A year ago this Memorial Day, the uppity Tampa Bay Rays were 12 games above .500 and already the talk of baseball and well on the way to a quixotic World Series date that would fall just a soupcon short. It was, pound for pound, as nice a little Cinderella baseball tale as has been concocted since the Red Sox “Impossible Dream” in 1967.
This season at the first checkpoint the Rays are 23-23. B.J. Upton is hitting .195. Troy Percival may be all done. Aki Iwamura has just ravaged his knee, ending his season. Stylish lefty Scott Kazmir, a stopper last year, has a 6.97 ERA this year. Andy Sonnanstine’s is 7.36. If Carlos Pena still occasionally strikes with the long ball his average is down to .244. Does it not begin to look like a season comparable to what the Red Sox had in 1968?
Don’t bet the ranch on it. They have developed in Evan Longoria maybe the best young player in the game and have lately had the wisdom to re-sign for three more years maybe the best manager in the game, Joe Maddon. Come September, the Rays will be present and accounted for.

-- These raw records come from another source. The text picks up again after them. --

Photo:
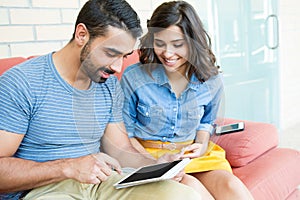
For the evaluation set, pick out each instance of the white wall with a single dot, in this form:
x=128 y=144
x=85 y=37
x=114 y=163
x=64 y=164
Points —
x=289 y=39
x=35 y=27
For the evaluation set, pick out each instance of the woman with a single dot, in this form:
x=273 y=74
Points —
x=172 y=97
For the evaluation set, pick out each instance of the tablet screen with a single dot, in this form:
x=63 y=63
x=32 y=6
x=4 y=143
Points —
x=149 y=172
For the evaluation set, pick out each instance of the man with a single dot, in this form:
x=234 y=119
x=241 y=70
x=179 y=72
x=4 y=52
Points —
x=59 y=109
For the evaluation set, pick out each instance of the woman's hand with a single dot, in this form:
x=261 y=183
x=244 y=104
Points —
x=194 y=150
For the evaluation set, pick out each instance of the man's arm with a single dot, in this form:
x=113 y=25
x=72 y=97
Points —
x=18 y=174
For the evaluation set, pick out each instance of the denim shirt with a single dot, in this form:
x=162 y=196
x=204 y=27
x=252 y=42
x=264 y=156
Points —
x=152 y=112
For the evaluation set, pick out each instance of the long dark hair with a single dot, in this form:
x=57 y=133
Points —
x=97 y=15
x=201 y=59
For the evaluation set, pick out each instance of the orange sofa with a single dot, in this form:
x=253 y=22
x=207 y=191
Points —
x=269 y=172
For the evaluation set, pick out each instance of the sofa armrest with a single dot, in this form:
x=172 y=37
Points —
x=244 y=146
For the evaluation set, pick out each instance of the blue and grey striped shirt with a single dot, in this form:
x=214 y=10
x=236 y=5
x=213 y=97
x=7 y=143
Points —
x=57 y=120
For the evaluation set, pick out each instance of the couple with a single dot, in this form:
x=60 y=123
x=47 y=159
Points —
x=62 y=130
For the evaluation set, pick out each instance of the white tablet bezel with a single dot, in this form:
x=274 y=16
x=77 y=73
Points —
x=167 y=175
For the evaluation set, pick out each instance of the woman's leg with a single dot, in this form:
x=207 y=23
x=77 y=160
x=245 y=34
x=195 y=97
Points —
x=224 y=185
x=197 y=185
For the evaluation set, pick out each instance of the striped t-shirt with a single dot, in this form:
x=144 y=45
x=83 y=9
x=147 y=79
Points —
x=57 y=120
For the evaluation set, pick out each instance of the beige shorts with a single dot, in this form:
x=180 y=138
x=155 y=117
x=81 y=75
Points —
x=71 y=189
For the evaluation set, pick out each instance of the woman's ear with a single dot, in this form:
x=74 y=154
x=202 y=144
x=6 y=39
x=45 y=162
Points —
x=81 y=34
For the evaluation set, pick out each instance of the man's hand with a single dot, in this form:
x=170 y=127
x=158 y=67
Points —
x=92 y=169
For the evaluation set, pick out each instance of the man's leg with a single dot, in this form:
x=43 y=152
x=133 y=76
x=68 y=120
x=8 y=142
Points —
x=70 y=189
x=163 y=190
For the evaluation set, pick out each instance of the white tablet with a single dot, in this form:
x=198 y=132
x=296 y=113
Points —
x=152 y=173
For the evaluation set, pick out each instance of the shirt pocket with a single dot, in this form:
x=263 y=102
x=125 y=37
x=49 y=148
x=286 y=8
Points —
x=192 y=119
x=150 y=116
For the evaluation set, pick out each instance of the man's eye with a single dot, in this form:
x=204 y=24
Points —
x=110 y=54
x=159 y=44
x=178 y=45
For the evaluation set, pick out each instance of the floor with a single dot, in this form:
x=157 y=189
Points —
x=290 y=137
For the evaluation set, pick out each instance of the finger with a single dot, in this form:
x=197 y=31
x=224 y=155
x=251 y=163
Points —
x=191 y=155
x=110 y=163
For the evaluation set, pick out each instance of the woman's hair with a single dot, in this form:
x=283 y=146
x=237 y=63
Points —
x=97 y=15
x=200 y=60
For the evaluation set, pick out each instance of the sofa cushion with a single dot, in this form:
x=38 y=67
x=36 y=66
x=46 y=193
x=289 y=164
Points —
x=244 y=146
x=274 y=175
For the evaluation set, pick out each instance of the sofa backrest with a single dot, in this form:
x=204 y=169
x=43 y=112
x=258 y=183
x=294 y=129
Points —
x=7 y=63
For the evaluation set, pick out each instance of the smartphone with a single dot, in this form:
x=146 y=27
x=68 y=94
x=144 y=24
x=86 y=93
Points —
x=229 y=128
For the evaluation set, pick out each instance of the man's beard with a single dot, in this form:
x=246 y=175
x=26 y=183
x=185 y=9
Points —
x=89 y=67
x=95 y=75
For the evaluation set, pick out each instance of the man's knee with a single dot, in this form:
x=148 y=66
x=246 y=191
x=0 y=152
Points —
x=173 y=190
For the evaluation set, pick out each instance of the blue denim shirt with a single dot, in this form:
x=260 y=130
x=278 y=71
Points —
x=152 y=112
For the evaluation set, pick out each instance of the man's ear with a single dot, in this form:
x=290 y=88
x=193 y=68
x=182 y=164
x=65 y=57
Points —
x=81 y=34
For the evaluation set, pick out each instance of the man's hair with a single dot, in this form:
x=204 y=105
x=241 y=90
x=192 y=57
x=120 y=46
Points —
x=97 y=15
x=201 y=60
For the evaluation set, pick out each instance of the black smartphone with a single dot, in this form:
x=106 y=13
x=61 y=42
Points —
x=229 y=128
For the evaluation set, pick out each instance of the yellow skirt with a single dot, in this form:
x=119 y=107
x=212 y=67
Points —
x=213 y=159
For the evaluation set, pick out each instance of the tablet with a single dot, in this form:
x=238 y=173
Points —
x=152 y=173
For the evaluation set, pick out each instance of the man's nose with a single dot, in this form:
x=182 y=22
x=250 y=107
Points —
x=117 y=65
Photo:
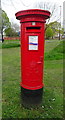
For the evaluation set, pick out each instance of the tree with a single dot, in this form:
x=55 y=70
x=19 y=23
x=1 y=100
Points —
x=10 y=32
x=15 y=26
x=49 y=33
x=5 y=23
x=56 y=27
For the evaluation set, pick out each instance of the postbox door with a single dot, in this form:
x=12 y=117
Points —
x=33 y=60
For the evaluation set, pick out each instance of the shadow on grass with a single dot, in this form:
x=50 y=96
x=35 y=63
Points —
x=57 y=53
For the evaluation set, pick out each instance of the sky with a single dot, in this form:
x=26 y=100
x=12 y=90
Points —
x=13 y=6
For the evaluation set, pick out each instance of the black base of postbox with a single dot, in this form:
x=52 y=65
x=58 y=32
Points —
x=31 y=98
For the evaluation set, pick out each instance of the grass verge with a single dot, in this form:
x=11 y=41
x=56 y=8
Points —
x=52 y=105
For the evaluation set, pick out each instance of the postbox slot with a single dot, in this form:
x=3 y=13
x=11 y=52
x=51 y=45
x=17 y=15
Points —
x=33 y=28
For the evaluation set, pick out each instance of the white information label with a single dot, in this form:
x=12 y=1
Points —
x=33 y=42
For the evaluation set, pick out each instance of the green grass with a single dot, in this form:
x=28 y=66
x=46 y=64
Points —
x=57 y=52
x=52 y=105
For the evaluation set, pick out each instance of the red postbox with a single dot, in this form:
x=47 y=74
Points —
x=32 y=47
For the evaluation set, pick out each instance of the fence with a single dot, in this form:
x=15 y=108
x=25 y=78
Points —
x=11 y=38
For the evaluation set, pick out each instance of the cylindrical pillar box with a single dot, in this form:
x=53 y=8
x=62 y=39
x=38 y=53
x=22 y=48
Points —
x=32 y=50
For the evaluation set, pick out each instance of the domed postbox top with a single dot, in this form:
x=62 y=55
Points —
x=26 y=14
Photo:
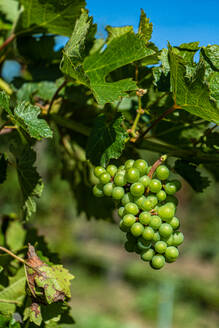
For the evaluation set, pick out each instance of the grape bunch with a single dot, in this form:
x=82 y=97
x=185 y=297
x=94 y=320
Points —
x=147 y=208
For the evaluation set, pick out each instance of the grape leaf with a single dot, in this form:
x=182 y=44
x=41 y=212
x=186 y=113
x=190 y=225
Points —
x=51 y=16
x=3 y=168
x=107 y=140
x=190 y=173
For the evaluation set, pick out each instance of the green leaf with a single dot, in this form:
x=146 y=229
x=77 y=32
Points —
x=3 y=168
x=107 y=140
x=57 y=17
x=187 y=94
x=190 y=173
x=15 y=292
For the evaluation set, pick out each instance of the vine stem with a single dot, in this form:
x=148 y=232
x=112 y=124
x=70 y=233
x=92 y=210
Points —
x=56 y=94
x=7 y=41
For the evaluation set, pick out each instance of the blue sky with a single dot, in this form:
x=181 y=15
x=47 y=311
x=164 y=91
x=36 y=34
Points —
x=174 y=21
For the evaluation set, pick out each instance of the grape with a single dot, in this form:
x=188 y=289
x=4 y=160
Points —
x=118 y=193
x=129 y=163
x=127 y=198
x=144 y=218
x=178 y=238
x=119 y=180
x=132 y=208
x=174 y=222
x=137 y=189
x=132 y=175
x=145 y=180
x=147 y=255
x=161 y=195
x=162 y=172
x=137 y=229
x=141 y=165
x=98 y=171
x=165 y=230
x=160 y=246
x=121 y=211
x=171 y=252
x=148 y=233
x=155 y=222
x=108 y=188
x=98 y=190
x=157 y=262
x=111 y=169
x=155 y=185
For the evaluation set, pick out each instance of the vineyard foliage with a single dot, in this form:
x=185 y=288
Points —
x=96 y=101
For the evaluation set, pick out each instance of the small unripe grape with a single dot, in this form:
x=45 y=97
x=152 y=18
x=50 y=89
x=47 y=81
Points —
x=141 y=165
x=147 y=255
x=162 y=172
x=107 y=189
x=145 y=180
x=118 y=193
x=132 y=208
x=145 y=218
x=161 y=195
x=160 y=246
x=165 y=230
x=178 y=238
x=98 y=171
x=137 y=189
x=98 y=190
x=157 y=262
x=119 y=180
x=155 y=222
x=111 y=169
x=171 y=252
x=137 y=229
x=148 y=233
x=155 y=185
x=132 y=175
x=129 y=220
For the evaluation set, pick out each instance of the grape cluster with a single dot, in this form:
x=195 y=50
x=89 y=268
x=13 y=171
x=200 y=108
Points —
x=147 y=208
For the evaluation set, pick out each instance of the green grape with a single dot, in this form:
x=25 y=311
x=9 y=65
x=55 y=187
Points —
x=160 y=246
x=171 y=253
x=141 y=165
x=98 y=190
x=161 y=195
x=162 y=172
x=155 y=185
x=166 y=211
x=129 y=220
x=119 y=180
x=155 y=222
x=137 y=189
x=174 y=222
x=98 y=171
x=147 y=255
x=143 y=244
x=132 y=175
x=132 y=208
x=127 y=198
x=111 y=169
x=105 y=178
x=121 y=211
x=145 y=180
x=145 y=218
x=165 y=230
x=178 y=238
x=148 y=233
x=157 y=262
x=108 y=188
x=137 y=229
x=118 y=193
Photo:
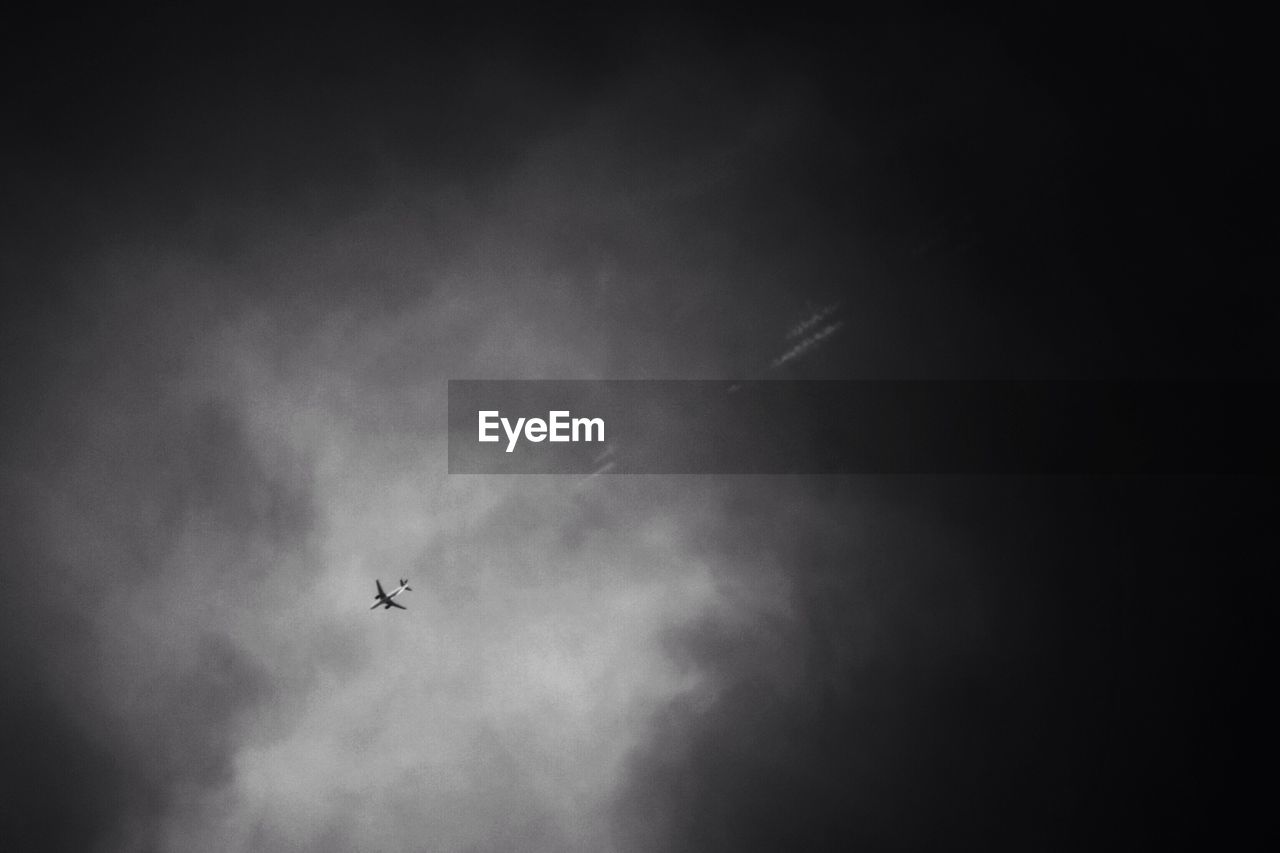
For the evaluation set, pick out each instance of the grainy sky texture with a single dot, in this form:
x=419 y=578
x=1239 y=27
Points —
x=245 y=255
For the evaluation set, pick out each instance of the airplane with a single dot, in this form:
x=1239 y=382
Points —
x=384 y=600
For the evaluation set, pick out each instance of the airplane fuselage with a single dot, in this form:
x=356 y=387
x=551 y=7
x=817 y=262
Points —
x=384 y=598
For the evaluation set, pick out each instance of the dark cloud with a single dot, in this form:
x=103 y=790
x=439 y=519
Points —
x=245 y=255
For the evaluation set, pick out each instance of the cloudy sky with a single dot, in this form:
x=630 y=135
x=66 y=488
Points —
x=243 y=258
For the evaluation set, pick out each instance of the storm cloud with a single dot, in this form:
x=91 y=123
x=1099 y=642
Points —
x=246 y=256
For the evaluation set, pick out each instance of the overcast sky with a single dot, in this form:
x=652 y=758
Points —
x=243 y=259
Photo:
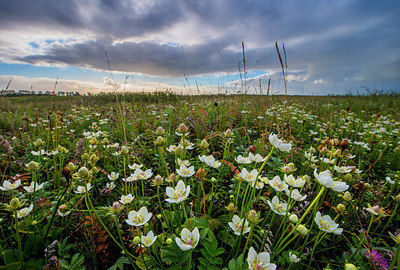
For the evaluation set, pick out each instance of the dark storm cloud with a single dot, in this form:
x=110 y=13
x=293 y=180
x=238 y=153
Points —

And then there are the Yankees. They have never had more to prove. Derided as old, lumbering, and injury-prone. Sneered upon for having resorted -- as usual -- to their fat wallet to repair their woes. Even their fancy and breathtakingly exotic new multi-billion dollar ballpark has been made to seem something of a joke. While their resident avatar, Alex Rodriguez, has been made to appear baseball’s answer to Hester Prynne.
Such teams are dangerous!
So it is at another season’s first checkpoint. The second report card will be distributed at the all-star break. Enjoy!